Asynchronous Processing

Having dealt with handling expected errors, we will now take a short tour on how Sentinel does asynchronous processing. The basic rationale of using asynchronous processing in Sentinel is to ensure that multiple HTTP requests can be handled at the same time. A single HTTP request may involve writing and/or reading from the database several times, so most asynchronous functions in Sentinel are database-related operations.

Note

This guide assumes readers are already familiar with the Future type and attempts only to explain how it is used in Sentinel. For more comprehensive Future guide, we find the official overview a good starting point.

Sentinel uses the Future type defined in the standard library for its asynchronous functions. In some ways, this allows us to leverage the type system to make our functions composable, similar to how we handled errors earlier using the disjunction type \/.

Future with for comprehensions

Like the Option, Either, and \/ types we have seen previously, Future is composable. You can, for example, use it inside a for comprehension:

import scala.concurrent._

// Remember that we need an execution context
implicit val context = ExecutionContext.global

def calc1(): Future[Int] = Future { ... }
def calc2(): Future[Int] = Future { ... }
def calc3(x: Int, y: Int) = Future[Int] = Future { ... }

// Launch separate computation threads
val value1 = calc1()
val value2 = calc2()

val finalResult = for {
    firstResult <- value1
    secondResult <- value2
    thirdResult <- calc3(firstResult, secondResult)
} yield thirdResult

The code block above will start a computation for value1 and value2 in parallel threads and wait until they both return their results, before using them as arguments for calc3.

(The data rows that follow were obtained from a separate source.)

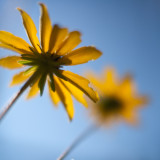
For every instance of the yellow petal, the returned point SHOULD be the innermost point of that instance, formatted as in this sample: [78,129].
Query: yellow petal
[45,28]
[81,55]
[110,81]
[81,83]
[70,43]
[11,62]
[30,29]
[53,95]
[33,91]
[96,82]
[65,97]
[20,78]
[77,93]
[8,39]
[58,35]
[139,101]
[5,46]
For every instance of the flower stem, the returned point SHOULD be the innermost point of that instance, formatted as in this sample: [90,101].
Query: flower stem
[79,139]
[4,110]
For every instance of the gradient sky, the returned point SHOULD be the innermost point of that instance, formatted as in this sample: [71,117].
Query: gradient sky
[128,34]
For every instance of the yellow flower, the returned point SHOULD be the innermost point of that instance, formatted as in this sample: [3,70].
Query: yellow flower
[43,61]
[118,98]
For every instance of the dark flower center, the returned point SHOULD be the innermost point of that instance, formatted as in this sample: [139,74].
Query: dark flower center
[111,104]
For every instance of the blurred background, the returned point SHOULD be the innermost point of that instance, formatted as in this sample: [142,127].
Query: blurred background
[128,34]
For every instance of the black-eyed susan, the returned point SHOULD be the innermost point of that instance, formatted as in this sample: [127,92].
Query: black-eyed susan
[118,98]
[43,61]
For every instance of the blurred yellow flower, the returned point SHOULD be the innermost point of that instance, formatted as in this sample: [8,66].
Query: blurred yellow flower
[45,59]
[118,98]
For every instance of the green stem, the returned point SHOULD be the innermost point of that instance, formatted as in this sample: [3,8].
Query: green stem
[79,139]
[4,110]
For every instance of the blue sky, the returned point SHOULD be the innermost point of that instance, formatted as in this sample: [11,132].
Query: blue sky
[128,34]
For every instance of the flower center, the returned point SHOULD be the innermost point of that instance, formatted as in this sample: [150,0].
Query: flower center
[46,62]
[44,65]
[111,104]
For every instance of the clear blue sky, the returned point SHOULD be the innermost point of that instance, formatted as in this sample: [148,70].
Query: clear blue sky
[128,34]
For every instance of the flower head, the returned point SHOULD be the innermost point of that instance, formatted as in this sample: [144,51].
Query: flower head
[43,60]
[118,98]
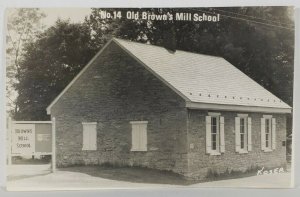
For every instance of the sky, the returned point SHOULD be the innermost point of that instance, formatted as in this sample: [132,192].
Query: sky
[74,14]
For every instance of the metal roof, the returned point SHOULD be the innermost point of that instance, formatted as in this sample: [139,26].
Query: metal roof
[203,78]
[197,78]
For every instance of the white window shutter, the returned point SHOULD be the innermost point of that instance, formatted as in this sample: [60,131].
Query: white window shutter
[143,137]
[208,134]
[93,136]
[85,138]
[237,135]
[263,134]
[135,137]
[222,135]
[273,133]
[249,134]
[89,136]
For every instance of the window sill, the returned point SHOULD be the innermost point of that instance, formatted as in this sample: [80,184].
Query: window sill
[138,150]
[268,150]
[88,149]
[243,152]
[215,153]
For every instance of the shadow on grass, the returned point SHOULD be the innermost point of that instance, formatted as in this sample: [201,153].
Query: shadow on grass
[146,175]
[15,178]
[132,174]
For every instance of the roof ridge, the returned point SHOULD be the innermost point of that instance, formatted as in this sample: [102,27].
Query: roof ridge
[152,45]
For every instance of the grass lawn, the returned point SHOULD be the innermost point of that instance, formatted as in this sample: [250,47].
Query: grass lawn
[132,174]
[146,175]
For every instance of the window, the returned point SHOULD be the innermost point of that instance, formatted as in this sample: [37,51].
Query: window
[89,138]
[139,135]
[215,127]
[215,142]
[268,133]
[243,137]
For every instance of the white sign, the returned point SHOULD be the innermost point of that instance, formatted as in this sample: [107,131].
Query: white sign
[23,139]
[43,137]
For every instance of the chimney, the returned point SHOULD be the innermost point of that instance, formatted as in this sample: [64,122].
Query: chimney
[169,39]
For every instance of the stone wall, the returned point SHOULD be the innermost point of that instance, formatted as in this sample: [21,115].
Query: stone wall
[113,91]
[201,164]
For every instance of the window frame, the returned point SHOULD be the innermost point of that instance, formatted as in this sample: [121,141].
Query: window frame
[140,147]
[217,116]
[89,147]
[268,127]
[244,134]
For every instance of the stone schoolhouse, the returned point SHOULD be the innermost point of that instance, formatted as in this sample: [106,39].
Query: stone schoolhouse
[142,105]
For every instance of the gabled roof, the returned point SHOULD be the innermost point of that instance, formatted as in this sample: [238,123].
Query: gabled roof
[199,79]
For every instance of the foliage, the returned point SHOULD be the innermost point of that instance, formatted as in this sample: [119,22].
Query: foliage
[49,64]
[22,26]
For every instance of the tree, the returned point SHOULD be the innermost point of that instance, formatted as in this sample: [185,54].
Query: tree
[49,64]
[22,27]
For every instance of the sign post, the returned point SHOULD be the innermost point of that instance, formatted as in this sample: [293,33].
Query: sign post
[9,141]
[53,157]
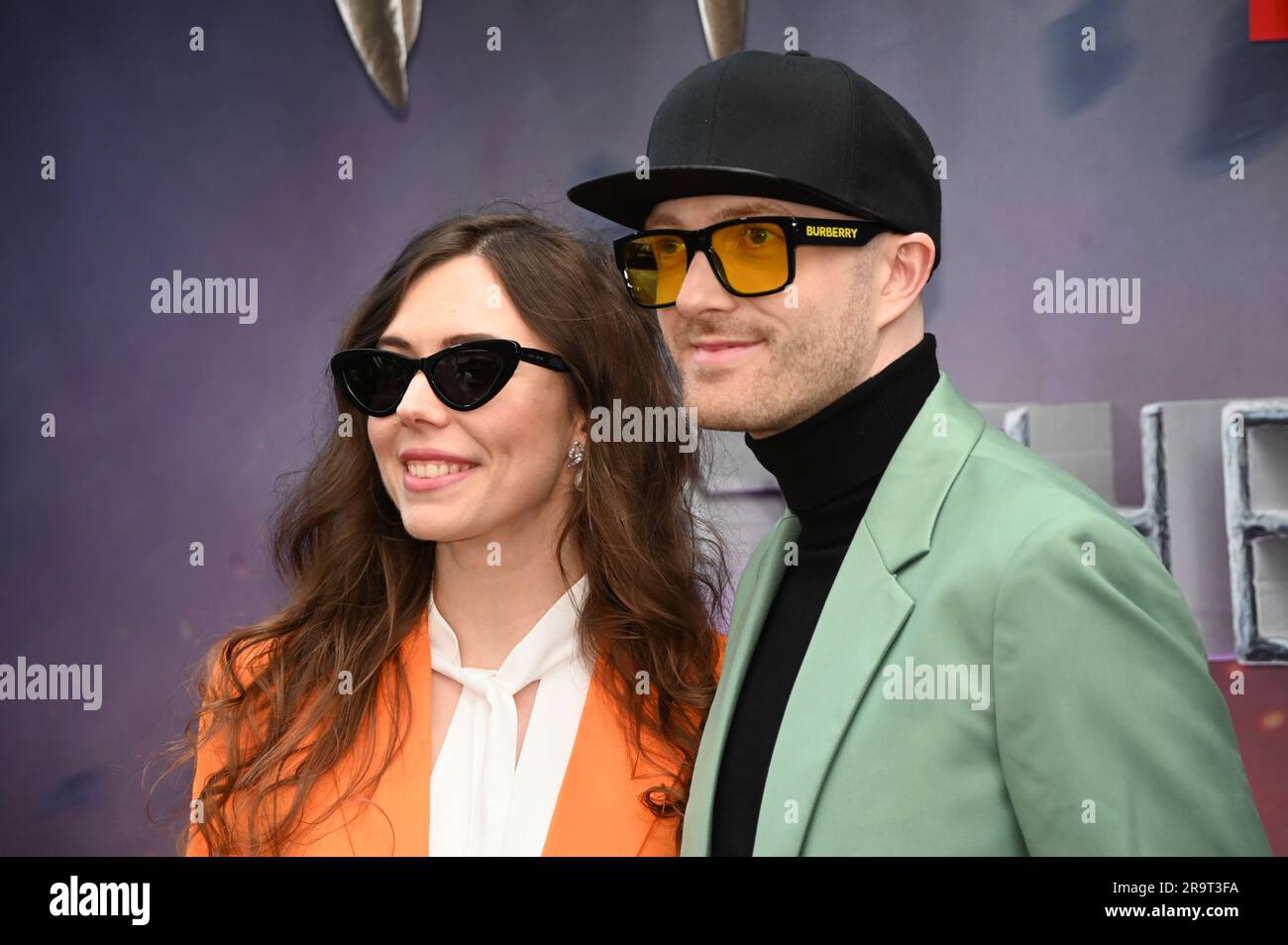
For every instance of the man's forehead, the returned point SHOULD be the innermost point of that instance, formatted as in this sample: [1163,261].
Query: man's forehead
[700,211]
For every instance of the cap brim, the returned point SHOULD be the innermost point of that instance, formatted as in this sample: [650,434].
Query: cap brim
[627,200]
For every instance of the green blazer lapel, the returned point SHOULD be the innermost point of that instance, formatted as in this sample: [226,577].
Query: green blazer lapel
[862,615]
[756,591]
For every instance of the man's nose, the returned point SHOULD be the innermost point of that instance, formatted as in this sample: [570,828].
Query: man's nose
[700,291]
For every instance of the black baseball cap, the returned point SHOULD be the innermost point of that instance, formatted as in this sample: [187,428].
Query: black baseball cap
[794,127]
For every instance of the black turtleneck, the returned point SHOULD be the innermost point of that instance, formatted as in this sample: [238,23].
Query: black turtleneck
[827,468]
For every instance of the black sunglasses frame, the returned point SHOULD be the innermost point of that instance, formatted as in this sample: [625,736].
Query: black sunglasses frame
[511,355]
[797,231]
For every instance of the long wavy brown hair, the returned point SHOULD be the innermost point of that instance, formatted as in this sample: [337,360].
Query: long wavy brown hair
[359,583]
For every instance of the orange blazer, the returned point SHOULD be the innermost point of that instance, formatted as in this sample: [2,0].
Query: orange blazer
[597,811]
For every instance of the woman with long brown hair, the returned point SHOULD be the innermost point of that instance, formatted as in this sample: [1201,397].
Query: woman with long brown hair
[498,638]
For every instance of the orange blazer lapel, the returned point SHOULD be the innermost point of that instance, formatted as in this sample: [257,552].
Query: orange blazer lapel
[597,811]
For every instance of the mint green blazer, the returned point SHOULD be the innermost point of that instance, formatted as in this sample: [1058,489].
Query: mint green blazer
[1095,727]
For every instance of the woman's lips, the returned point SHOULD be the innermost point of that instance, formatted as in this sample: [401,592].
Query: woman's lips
[433,475]
[711,353]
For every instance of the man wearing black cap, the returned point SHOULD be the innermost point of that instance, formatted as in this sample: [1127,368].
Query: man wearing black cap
[945,645]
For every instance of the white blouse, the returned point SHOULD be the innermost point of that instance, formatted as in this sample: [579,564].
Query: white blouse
[481,802]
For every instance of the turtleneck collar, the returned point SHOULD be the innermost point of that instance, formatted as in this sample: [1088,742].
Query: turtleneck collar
[831,463]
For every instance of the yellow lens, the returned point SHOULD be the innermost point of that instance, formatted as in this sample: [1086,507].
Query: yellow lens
[656,266]
[754,255]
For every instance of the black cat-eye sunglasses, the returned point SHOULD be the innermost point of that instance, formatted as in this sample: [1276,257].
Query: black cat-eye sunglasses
[464,376]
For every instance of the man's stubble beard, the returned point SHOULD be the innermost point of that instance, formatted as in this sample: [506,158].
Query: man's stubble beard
[800,373]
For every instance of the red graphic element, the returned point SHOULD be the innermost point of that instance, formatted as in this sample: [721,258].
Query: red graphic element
[1267,20]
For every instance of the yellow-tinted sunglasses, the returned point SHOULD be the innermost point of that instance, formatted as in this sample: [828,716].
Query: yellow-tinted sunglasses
[751,255]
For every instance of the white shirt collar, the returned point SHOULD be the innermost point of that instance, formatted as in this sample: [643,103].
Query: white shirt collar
[549,644]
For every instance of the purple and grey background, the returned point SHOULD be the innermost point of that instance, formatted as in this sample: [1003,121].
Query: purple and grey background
[172,429]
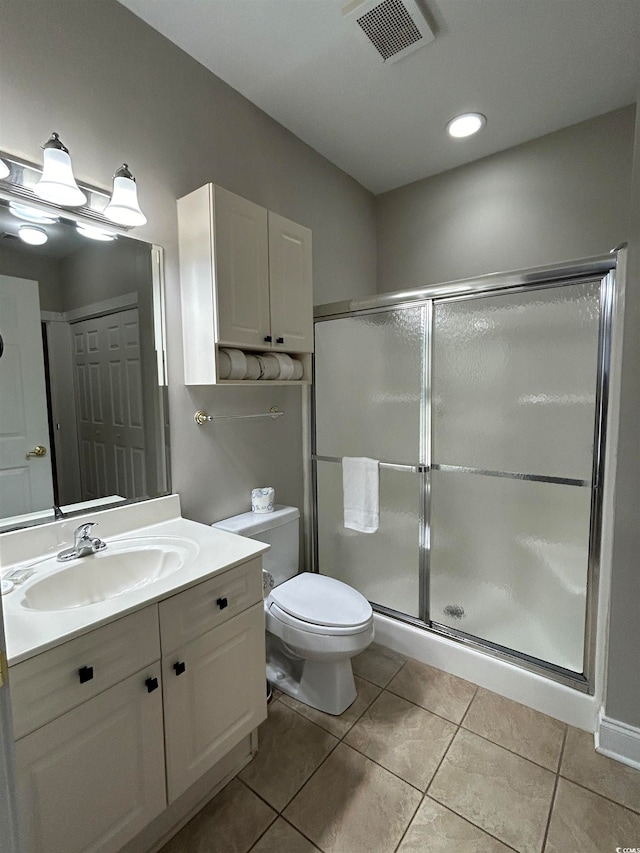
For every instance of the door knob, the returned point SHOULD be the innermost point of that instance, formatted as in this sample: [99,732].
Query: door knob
[38,451]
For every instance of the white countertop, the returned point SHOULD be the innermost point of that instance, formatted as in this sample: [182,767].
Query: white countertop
[29,632]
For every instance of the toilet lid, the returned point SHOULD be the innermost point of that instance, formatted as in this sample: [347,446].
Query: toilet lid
[322,601]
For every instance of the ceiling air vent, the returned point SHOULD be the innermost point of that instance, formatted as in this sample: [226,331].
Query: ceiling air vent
[394,27]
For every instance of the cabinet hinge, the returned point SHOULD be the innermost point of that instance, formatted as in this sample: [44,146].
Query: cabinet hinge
[4,668]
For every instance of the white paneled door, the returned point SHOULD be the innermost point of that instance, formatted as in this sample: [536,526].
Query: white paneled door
[26,483]
[108,379]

The code also illustrates how using Future with for comprehensions require a little more care. Notice that we invoked calc1 and calc2 outside of the for comprehension block. This is intentional and the reason is because function calls inside the block are sequential. Had we written finalResult like this:

...

val finalResult = for {
    firstResult <- calc1()
    secondResult <- calc2()
    thirdResult <- calc3(firstResult, secondResult)
} yield thirdResult

then it does not matter if we write our code inside a Future. It will be invoked sequentially, defeating the purpose of using Future in the first place.

In some cases the for comprehension does allow for a value declaration inside itself (i.e. using the = operator instead of <-). This requires that the first statement inside the block is an <- statement using the abstract type the block intends to return. Since we are using Future, this means the first statement should be a <- statement from a Future[_] type. Take the following example:

...

def calc0(): Future[Unit] = Future { ... }
def calc1(): Future[Int] = Future { ... }
def calc2(): Future[Int] = Future { ... }
def calc3(x: Int, y: Int) = Future[Int] = Future { ... }

val finalResult = for {
    preResult <- calc0()
    // Here ``calc1`` and ``calc2`` gets executed asynchronously
    value1 = calc1()
    value2 = calc2()
    firstResult <- value1
    secondResult <- value2
    thirdResult <- calc3(firstResult, secondResult)
} yield thirdResult

The code block above also computes value1 and value2 asynchronously, similar to our first example.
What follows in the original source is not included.